Polymer flooding can help improve sweep efficiency from oil wells. In order to maximize oil recovery, specialty chemical firms can develop better polymers and fluids for polymer flooding. Image Source: Flickr user CL.Baker
Transitions can be difficult, and as once-productive oil wells are steadily depleted, it has become increasingly important for oil companies to maximize sweep efficiency. One way to do this is through polymer flooding, a well-established enhanced oil recovery method in which soluble polymers are added to flood water in order to make it more viscous.
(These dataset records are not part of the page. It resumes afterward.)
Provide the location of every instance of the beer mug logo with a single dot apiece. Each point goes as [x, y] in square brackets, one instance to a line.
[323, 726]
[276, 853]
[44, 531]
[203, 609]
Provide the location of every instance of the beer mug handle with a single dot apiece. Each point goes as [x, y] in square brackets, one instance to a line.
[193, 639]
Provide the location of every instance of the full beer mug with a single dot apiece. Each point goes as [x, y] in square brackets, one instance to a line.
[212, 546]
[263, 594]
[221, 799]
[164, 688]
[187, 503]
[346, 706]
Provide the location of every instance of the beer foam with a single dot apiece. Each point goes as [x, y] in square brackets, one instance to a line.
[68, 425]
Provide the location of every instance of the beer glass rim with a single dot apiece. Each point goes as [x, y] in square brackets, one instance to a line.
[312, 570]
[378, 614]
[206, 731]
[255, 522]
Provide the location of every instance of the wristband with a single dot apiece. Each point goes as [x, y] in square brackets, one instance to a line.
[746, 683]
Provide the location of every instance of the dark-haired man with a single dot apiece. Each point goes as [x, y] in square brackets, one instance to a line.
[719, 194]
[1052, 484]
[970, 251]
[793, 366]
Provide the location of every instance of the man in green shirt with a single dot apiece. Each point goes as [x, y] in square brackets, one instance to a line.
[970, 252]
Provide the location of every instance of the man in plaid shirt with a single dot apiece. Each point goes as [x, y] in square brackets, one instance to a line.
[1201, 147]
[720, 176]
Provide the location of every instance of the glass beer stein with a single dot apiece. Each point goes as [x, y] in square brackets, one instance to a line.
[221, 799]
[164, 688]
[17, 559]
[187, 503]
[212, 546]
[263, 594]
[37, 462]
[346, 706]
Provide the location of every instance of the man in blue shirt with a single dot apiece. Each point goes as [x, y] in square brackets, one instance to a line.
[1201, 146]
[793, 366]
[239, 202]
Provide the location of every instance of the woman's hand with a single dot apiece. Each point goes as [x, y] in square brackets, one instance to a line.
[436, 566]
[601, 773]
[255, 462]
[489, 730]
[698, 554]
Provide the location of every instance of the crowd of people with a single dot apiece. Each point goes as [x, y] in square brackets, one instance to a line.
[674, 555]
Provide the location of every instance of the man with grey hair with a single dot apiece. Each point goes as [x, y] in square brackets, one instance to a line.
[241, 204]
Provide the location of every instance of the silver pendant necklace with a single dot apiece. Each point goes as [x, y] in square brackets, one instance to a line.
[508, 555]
This improves the mobility ratio, which makes it possible to recover more oil. Recent research suggests that there are ways to improve the fluids used in polymer flooding in order to increase the efficiency of the process. Improving the chemical composition of these fluids by utilizing innovative software and informatics systems, specialty chemical firms can help oil companies maximize yield.
Identifying the Best Polymers for Polymer Flooding
Oil companies typically choose between a few common soluble, high molecular weight polymers when preparing the polymer slug to be used for flooding. Some of the most common include xanthan and hydrolyzed polyacrylamide, but these polymers are sensitive to salinity, temperature, shear, and biological degradation.1 It’s time for specialty chemical firms to start searching for better polymers. Modern software can help researchers mine existing data about polymer slugs in order to identify the most significant weaknesses of common polymers. Based on this information, they can design focused experiments and develop alternative polymers that are more effective for oil recovery.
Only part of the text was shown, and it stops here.